- Theatrical release poster
- Directed by: Pa. Vijay
- Written by: Pa. Vijay
- Produced by: Pa. Vijay
- Starring: Pa. Vijay Samuthirakani Devayani Avani Modi Yuvina Parthavi
- Cinematography: Maara Varman
- Edited by: San Lokesh
- Music by: Taj Noor
- Production company: Vil Makers
- Distributed by: Sri Thenandal Films
- Release date: 11 September 2015;
- Running time: 140 minutes
- Country: India
- Language: Tamil

= Strawberry (film) =

2015 Indian film by Pa. Vijay

Strawberry is a 2015 Indian Tamil-language comedy horror film produced, written and directed by Pa. Vijay in his directorial debut; he also plays the lead role. The film also stars Avani Modi, Samuthirakani, Yuvina Parthavi, Devayani and Robo Shankar. The soundtrack was composed by Taj Noor. The film was released in theatres on 11 September 2015.

== Plot ==
Saravanan is a taxi driver experience paranormal activities and he talks about the spirit, Anu who died in the school bus accident.

== Soundtrack ==
The soundtrack was composed by Taj Noor.

| Song title | Singer(s) |
|---|---|
| "Strawberry" | Siddharth |
| "Ahh Ohh Isai" | G. V. Prakash Kumar |
| "Kaiveesum" (Male) | D. Imman, Deepak |
| "Hai Call Taxi" | Nincy |
| "Sunday Monday" | A. I. S. Nawfal Raja |
| "Kaiveesum" (Female) | Uthara Unnikrishnan |

== Critical reception ==
Sudhir Srinivasan of The Hindu wrote, "The problem is that the nobility of Vijay's motive isn't really backed by any serious exploration of the business of education. The story may have perhaps germinated from this idea, but the film takes such a long time to get to this point that "lessons" at the end seem like an afterthought — and a manipulative afterthought at that". M Suganth of The Times of India gave the film 2 stars out of 5 and wrote, "Strawberry could have been mildly engaging if only it had released some five years ago. Given the amount of horror films that Tamil movie audiences have been exposed to during this period, the film feels utterly redundant. The filmmaking, too, isn't interesting, and depends on done-to-death cliches — moody skies, pouring rain, tacky visual effects and high-pitched music, supported by bland performances".

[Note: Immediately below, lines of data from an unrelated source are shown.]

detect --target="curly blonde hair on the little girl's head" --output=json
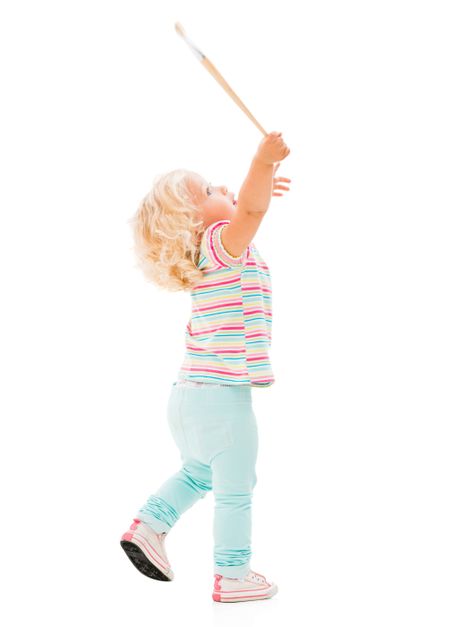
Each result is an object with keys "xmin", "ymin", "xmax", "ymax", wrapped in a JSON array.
[{"xmin": 128, "ymin": 168, "xmax": 205, "ymax": 292}]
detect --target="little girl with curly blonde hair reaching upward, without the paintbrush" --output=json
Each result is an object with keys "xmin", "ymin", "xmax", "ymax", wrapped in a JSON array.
[{"xmin": 120, "ymin": 132, "xmax": 290, "ymax": 602}]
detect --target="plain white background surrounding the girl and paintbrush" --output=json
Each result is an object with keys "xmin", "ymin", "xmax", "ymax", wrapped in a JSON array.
[{"xmin": 0, "ymin": 0, "xmax": 450, "ymax": 627}]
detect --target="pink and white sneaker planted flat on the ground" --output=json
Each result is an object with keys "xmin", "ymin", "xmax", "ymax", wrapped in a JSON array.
[{"xmin": 212, "ymin": 570, "xmax": 278, "ymax": 603}]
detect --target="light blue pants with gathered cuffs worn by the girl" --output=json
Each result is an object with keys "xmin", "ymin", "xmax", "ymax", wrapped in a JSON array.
[{"xmin": 136, "ymin": 383, "xmax": 258, "ymax": 578}]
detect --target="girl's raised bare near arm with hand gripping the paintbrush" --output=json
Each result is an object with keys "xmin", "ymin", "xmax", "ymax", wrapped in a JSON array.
[{"xmin": 222, "ymin": 131, "xmax": 290, "ymax": 257}]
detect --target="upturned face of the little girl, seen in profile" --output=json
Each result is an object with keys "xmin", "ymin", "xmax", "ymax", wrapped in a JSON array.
[{"xmin": 188, "ymin": 172, "xmax": 235, "ymax": 228}]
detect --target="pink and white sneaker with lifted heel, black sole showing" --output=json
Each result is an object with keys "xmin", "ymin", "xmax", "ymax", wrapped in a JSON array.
[{"xmin": 120, "ymin": 518, "xmax": 174, "ymax": 581}]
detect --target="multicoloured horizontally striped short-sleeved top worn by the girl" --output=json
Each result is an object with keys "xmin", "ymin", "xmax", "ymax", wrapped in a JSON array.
[{"xmin": 178, "ymin": 220, "xmax": 275, "ymax": 387}]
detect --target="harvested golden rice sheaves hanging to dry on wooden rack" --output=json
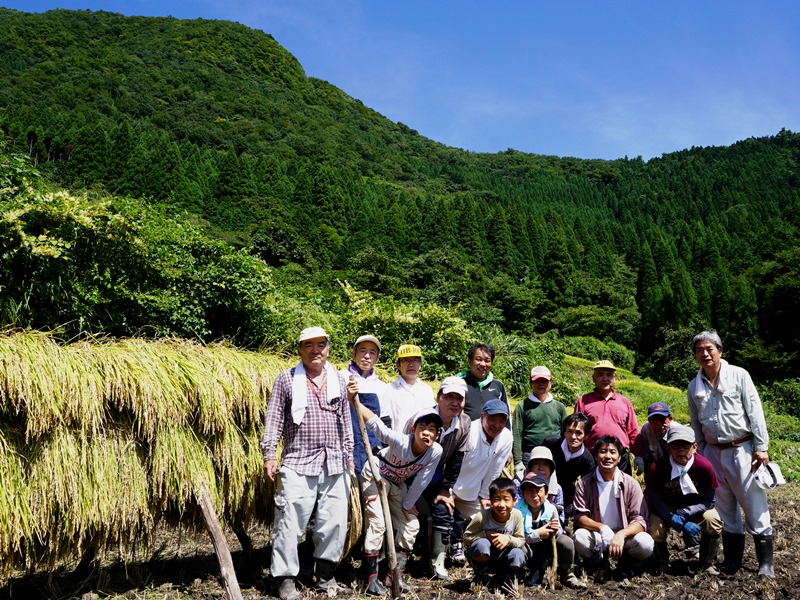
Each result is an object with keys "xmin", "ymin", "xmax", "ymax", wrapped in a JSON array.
[{"xmin": 0, "ymin": 331, "xmax": 361, "ymax": 582}]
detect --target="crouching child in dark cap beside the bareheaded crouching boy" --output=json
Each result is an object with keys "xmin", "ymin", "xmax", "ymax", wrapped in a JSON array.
[{"xmin": 517, "ymin": 471, "xmax": 586, "ymax": 588}]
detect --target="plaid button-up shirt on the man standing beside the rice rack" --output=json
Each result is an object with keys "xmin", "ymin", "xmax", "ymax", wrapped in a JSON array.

Sify wrote, "to be frank, the one-liner of Strawberry is definitely interesting but for an engaging watch, a film needs something called water-tight writing and strong characterizations which the director has sadly missed out! The film is highly amateurish and is unbearable as the director tries to make it a social tear jerker". S Saraswathi of Rediff.com gave 3 out of 5 as well and wrote, "Despite the lack of scary moments, the uninspiring computer graphics and cliché-ridden climax, a decent storyline and some good performances make lyricist Pa Vijay's Strawberry worth a watch". Malini Mannath of The New Indian Express wrote, "Strawberry can be considered as a debutant maker's promising work".